# fragrance calculator



## Marilyn Norgart (Apr 29, 2019)

I am confused...…..I have been told to use the weight of oils to calculate amount of fragrance but the instructions for use from BB states to use total weight of the whole recipe.  https://www.soapqueen.com/bath-and-body-tutorials/tips-and-tricks/use-fragrance-calculator/  am I just misunderstanding this?  I have used this calculator a lot but have always just used the weight of the oils and I thought the amount of scent was good.


----------



## lsg (Apr 29, 2019)

I ususally calculate using PPO.  When using the Bramble Berry calculator, I would go with their suggestion as it may be set to use that way.


----------



## Marilyn Norgart (Apr 29, 2019)

I just tried it with using both PPO and the full recipe--for the middle range there was almost half an ounce difference


----------



## lsg (Apr 29, 2019)

One way to do it is to find out the maximum recommended rate for the fragrance you are using and figure it PPO.  You will be on the safe side then.


----------



## lucycat (Apr 29, 2019)

They mean for their calculator to be oils/lye/liquid weight.  If I use 1 oz per pound of oils against my regular formulation a lot of the newer fragrances are about that amount for a medium strength.   Their strong scent on some would work out more like 1.2-1.3 oz ppo which makes me think their new scents are becoming much weaker.

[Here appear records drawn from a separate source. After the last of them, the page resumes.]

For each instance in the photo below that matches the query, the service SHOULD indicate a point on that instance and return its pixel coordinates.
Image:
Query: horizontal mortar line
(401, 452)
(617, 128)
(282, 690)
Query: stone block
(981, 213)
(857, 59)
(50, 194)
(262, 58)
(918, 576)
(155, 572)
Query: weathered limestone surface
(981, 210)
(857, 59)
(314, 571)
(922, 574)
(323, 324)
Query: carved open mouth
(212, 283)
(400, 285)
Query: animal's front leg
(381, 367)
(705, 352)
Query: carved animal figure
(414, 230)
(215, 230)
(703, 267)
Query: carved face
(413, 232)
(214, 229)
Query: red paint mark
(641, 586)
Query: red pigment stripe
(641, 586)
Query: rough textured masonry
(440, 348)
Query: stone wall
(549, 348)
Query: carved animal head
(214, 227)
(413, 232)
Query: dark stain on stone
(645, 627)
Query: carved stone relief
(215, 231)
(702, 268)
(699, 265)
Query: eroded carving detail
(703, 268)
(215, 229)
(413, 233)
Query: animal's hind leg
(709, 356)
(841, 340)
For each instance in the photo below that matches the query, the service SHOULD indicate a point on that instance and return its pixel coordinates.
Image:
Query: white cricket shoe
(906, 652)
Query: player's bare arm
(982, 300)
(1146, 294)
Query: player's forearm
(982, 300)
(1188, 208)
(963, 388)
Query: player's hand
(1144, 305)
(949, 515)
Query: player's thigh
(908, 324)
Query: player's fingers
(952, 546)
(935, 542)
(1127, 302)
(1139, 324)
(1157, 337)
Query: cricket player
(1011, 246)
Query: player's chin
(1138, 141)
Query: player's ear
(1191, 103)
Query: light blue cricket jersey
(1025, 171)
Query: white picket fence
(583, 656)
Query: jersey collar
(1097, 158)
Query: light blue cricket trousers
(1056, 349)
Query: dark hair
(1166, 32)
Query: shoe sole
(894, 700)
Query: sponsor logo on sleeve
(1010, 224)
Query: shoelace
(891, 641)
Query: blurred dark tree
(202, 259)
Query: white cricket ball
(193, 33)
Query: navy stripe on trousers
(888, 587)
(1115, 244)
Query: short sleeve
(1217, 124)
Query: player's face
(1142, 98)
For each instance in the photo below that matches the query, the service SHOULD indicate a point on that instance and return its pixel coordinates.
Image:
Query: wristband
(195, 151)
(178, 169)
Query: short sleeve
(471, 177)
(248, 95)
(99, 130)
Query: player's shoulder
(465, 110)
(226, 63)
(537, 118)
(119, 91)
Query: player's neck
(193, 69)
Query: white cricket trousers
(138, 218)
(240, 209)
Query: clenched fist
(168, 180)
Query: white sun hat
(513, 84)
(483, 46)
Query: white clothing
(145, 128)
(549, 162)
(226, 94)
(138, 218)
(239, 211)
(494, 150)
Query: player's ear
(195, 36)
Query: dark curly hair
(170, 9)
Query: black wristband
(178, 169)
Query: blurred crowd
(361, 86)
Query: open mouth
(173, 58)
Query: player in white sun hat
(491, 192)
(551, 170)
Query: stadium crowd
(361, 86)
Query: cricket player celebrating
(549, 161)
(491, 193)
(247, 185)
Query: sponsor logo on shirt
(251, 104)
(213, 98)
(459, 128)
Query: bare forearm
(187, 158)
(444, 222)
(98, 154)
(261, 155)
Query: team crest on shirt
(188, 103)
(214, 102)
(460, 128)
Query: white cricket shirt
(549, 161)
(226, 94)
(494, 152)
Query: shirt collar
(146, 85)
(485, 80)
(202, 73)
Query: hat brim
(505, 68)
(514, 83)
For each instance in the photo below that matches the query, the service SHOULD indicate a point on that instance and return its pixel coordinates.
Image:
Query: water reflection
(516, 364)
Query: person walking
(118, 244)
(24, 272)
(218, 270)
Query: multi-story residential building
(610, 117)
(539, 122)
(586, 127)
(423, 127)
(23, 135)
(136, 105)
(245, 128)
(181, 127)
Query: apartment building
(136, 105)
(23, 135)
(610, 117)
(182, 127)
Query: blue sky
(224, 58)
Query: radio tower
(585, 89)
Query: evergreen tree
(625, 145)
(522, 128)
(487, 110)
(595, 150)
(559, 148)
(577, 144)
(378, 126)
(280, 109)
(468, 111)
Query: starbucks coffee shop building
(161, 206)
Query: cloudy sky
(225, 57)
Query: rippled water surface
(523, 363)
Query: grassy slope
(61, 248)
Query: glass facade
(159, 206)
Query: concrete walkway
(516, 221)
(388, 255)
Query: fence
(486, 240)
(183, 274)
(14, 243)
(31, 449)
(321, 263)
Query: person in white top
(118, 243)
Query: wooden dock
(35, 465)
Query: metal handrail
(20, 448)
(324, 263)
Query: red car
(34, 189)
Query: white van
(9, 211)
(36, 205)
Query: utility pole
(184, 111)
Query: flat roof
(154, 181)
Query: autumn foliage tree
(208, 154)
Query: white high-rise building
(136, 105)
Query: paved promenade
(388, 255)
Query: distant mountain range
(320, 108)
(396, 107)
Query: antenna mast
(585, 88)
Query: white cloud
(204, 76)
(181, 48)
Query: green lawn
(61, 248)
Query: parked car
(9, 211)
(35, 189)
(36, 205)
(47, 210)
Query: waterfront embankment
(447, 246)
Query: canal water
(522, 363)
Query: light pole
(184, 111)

They also don't make it clear how they calculate the liquid in their formulations.   I think  that is odd since how much fragrance you add shouldn't have any relationship to the amount of water.  However, if you use a stronger/weaker lye solution than me then you would have a different amount of fragrance amount than me when you used their calculator.

The BB page you referenced to isn't new and it still has .7 ppo amounts in their charts.  I don't think there is any way that the fragrance calculator on the newer fragrances can ever be backed into .7 oz ppo.


----------



## Zany_in_CO (Apr 29, 2019)

*MMS fragrance calc* uses weight of fats only. I think both BB and MMS calcs are specific to their fragrances. I prefer MMS because it makes more sense to me and you have an option of using volume or weight measurements; volume measures are easier for me and I think there's less waste using a pipette for small batches.


----------